Reasons that attribute to the asthma care barriers especially in rural children include lack of primary care providers, pulmonary specialists and availability of insurance benefits. Further, lack of personalized asthma interventions also pose an important challenge to handling issues related to asthma in children from rural background. Thus there is a strong need for the effective prediction of asthma outcome in rural children exhibiting a variable set of risk factors. Successful prediction of risk for asthma control deterioration at the individual patient level would enhance self-management and enable early interventions to reduce asthma exacerbations [2,3].
Here, we present our approach to predict the likely outcome of asthma disease in a cohort population comprising of 13-14 years old children residing in the Neyveli, a rural district of Tamilnadu in India.

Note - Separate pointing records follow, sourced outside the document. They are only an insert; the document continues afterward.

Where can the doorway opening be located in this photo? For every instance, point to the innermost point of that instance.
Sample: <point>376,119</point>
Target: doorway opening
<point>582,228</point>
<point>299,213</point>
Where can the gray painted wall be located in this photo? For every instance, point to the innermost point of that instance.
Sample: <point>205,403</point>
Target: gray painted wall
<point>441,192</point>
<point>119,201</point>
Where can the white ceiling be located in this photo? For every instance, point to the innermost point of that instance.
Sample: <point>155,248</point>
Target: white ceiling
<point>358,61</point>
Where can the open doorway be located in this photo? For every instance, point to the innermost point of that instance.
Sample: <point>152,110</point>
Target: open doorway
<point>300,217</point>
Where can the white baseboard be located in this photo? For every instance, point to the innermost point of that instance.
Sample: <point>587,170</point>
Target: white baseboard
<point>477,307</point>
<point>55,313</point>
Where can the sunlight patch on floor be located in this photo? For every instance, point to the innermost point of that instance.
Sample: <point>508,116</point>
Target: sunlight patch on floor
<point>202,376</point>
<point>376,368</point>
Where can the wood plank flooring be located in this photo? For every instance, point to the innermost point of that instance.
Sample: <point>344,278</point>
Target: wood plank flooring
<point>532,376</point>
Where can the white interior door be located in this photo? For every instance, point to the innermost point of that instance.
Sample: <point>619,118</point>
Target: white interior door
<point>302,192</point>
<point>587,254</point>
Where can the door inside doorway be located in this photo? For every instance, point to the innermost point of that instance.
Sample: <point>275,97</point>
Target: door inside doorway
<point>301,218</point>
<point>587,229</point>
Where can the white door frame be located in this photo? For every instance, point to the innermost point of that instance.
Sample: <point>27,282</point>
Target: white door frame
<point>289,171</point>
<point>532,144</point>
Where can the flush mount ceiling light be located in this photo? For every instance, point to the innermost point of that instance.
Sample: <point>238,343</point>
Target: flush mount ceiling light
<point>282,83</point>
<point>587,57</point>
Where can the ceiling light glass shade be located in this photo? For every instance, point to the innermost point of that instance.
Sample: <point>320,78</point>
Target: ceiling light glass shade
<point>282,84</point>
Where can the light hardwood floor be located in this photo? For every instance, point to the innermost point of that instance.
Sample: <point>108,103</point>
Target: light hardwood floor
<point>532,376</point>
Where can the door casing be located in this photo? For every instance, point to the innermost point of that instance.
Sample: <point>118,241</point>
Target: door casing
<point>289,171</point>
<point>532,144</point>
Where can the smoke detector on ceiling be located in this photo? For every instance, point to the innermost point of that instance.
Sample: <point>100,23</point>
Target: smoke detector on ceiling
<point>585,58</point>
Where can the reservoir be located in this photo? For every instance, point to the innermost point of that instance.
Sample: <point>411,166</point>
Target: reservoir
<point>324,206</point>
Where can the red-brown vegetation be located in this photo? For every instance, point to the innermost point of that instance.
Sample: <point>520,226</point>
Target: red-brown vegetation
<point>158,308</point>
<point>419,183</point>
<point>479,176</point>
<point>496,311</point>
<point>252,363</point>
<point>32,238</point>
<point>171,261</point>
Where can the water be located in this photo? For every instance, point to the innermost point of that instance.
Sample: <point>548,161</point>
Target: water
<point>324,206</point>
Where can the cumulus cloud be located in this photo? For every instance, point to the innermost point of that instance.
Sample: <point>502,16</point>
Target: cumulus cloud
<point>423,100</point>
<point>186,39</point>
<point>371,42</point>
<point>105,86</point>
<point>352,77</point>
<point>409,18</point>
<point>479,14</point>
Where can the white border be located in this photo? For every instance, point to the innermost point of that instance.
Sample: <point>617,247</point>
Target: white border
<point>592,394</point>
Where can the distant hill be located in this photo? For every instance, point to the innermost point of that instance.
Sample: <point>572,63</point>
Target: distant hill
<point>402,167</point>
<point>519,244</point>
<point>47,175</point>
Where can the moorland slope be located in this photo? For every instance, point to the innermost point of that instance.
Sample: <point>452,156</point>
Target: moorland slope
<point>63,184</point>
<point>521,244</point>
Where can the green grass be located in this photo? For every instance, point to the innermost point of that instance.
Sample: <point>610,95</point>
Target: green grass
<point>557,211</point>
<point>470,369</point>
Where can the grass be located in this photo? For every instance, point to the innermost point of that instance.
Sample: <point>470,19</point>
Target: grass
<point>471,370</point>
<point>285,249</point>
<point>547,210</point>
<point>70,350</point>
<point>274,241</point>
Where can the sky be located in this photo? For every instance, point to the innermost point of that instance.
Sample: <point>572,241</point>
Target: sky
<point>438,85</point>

In recent years, ensemble learning methods are preferred over traditional machine learning techniques because they result in machine learning models that yield considerably good and accurate results when compared to the weak learners or standard base classifiers such as support vector machine, K-Nearest Neighbor and logistics regression for the purpose of prediction. Here, we employ the two variants of ensemble techniques, sequential (Stochastic Gradient Descent- Adaboost and Logistic Regression-Adaboost) and parallel (Random forest) ensemble learning techniques to perform this task as they are expected to improve the performance of base learners. Also we infer the choice of optimal parameters for the respective ensemble techniques. A combined feature scoring technique that aggregates the results of different feature ranking methods is deployed to form the reduced feature subset. We use some of the major performance evaluation metrics to assess and conclude the best ensemble approach that can be relied on for the purpose of asthma outcome prediction.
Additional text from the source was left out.